Wut, Frustration und Enttäuschung im Haus in der Friedrichstraße 165. „Wir sind alle wie gelähmt. Was wird in der nächsten Zeit passieren? Die ganze Arbeit war doch dann sinnlos!“, erzählt Karolin Schubert vom Neuen Forum mit müder Stimme, „Das von uns erstellte Nutzungskonzept einer ,Stiftung Haus der Demokratie‘ können wir in den Papierkorb schmeißen.“ Die letzten Tage haben die Mitarbeiter der Stiftung viele Nerven gekostet. Es herrscht graue Stimmung. Das Gebäude ist bis auf wenige besetzte Büros menschenleer, nur der Hausmeister wischt einsam die engen, verwinkelten Flure. Wahrscheinlich umsonst.

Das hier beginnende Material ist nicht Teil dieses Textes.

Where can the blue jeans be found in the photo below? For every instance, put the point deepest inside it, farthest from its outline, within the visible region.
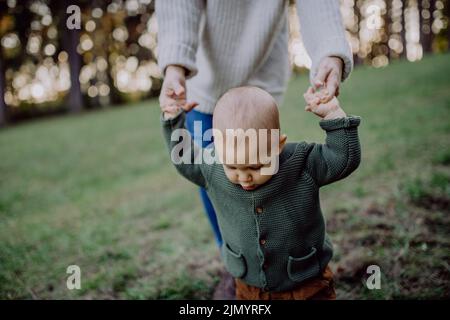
(206, 120)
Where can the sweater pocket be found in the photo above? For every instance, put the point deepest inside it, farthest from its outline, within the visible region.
(300, 269)
(234, 262)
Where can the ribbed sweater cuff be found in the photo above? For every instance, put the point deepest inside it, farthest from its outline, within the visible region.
(335, 124)
(178, 54)
(336, 47)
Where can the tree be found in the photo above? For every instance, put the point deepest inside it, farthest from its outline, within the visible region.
(69, 43)
(2, 93)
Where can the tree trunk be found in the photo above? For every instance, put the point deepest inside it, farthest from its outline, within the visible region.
(403, 31)
(69, 42)
(2, 93)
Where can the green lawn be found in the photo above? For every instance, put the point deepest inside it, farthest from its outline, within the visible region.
(98, 191)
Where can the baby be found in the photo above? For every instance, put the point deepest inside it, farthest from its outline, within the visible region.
(275, 243)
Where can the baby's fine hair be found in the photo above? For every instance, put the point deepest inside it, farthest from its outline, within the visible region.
(244, 108)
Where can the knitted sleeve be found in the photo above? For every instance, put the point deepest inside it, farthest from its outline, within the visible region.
(178, 33)
(323, 33)
(186, 156)
(341, 153)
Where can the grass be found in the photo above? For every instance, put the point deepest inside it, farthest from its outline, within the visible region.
(97, 190)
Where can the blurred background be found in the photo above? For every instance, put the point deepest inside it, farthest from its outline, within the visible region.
(97, 190)
(112, 59)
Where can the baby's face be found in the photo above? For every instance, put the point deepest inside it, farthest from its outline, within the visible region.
(244, 165)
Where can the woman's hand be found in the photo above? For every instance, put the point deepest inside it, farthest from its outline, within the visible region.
(173, 92)
(329, 76)
(327, 111)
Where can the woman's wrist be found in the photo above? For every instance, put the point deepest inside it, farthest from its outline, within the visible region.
(175, 69)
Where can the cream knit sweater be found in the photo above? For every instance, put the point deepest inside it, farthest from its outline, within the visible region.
(229, 43)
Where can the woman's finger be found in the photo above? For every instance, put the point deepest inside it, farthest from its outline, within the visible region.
(321, 75)
(332, 83)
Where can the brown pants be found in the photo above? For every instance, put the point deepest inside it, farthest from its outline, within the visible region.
(319, 288)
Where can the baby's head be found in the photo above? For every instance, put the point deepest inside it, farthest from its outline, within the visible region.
(247, 136)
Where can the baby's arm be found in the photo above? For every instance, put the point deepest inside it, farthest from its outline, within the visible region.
(341, 153)
(185, 155)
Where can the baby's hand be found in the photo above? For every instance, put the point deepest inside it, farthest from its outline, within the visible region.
(171, 111)
(327, 111)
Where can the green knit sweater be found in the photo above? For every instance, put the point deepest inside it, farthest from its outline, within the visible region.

Denn die Unabhängige Kommission für das DDR-Parteienvermögen (UK) traf gestern noch keine endgültige Entscheidung über den Verkauf des Hauses der Demokratie an den Deutschen Beamtenbund. Erst in sieben Wochen wird über das weitere Schicksal des Gebäudes entschieden. (siehe Seite 6)

Bis dahin heißt es für die Bürgerrechtler: Warten. Warten auf die abschließende Entscheidung. Die Anspannung zeigt sich auch in den zermürbten Gesichtern. „Es ist einfach ein Rausschmiß auf Raten. Wir sind nicht die einzigen, die hier rausgedrängt werden. Den Nachbarn im Nebenhaus trifft es genauso. Der muß auch raus“, erzählt Karolin Schubert. Sie sieht das Haus der Demokratie mit der berühmten Adresse Friedrichstraße 165 als Spekulationsobjekt. Schließlich besitzt der Beamtenbund bereits drei Häuser in der Friedrichstraße, das Haus der Demokratie soll die Reihe komplett machen.

Die gestrige Vorentscheidung der UK läßt einen Mittelweg offen: Wenn im Haus nicht die Beamten einziehen, sondern die noch zu gründende „Bundesstiftung zur Aufarbeitung der SED-Diktatur“, könnten die Bürgerrechtler zu Untermietern der Stiftung werden. Dabei ist gar nicht sicher, ob die bisher nur auf dem Papier existierende Stiftung in dem Haus an der Friedrichstraße überhaupt Platz hätte. „Für ein Archiv wäre doch bei uns auch gar kein Platz, die wollten eigentlich auch woanders hin, nach Lichtenberg. Die erfuhren erst jetzt, daß sie zu uns kommen sollten“, meint Karolin Schubert.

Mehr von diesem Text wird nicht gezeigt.